Development of a Machine Learning-Based Prognostic Model for Hormone Receptor-Positive Breast Cancer Using Nine-Gene Expression Signature

World J Oncol. 2023 Oct;14(5):406-422. doi: 10.14740/wjon1700. Epub 2023 Sep 20.

Abstract

Background: Determining the prognosis of hormone receptor positive (HR+) breast cancer (BC), which accounts for 80% of all BCs, is critical in improving survival outcomes. Stratifying individuals at high risk of BC-related mortality and improving prognosis has been the focus of research for over a decade. However, these tools are not universal as they are limited to clinical factors. We hypothesized that a new framework for predicting prognosis in HR+ BC patients can develop using artificial intelligence.

Methods: A total of 2,338 HR+ human epidermal growth factor receptor 2 negative (HER2-) BC cases were analyzed from Molecular Taxonomy of Breast Cancer International Consortium (METABRIC), The Cancer Genome Atlas (TCGA), and Gene Expression Omnibus (GEO) cohorts. Groups were then divided into high- and low-risk categories utilizing a recurrence prediction model (RPM). An RPM was created by extracting nine prognosis-related genes from over 18,000 genes using a logistic progression model.

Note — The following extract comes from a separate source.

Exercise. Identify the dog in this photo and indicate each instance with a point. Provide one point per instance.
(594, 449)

Results: Risk classification by RPM was significantly stratified in both the discovery cohort and validation cohort. In the time-dependent area under the curve analysis, there was some variation depending on the cohort, but accuracy was found to decline significantly after about 10 years. Cell cycle related gene sets, MYC, and PI3K-AKT-mTOR signaling were enriched in high-risk tumors by the Gene Set Enrichment Analysis. High-risk tumors were associated with high levels of immune cells from the lymphoid and myeloid lineage and immune cytolytic activity, as well as low levels of stem cells and stromal cells. High-risk tumors were also associated with poor therapeutic effects of chemotherapy and endocrine therapy.

Conclusions: This model was able to stratify prognosis in multiple cohorts. This is because the model reflects major BC therapeutic target pathways and tumor immune microenvironment and, further is supported by the therapeutic effect of chemotherapy and endocrine therapy.

Keywords: Breast cancer; Cancer genomics; Machine learning; Recurrence prediction; Tumor immune microenvironment.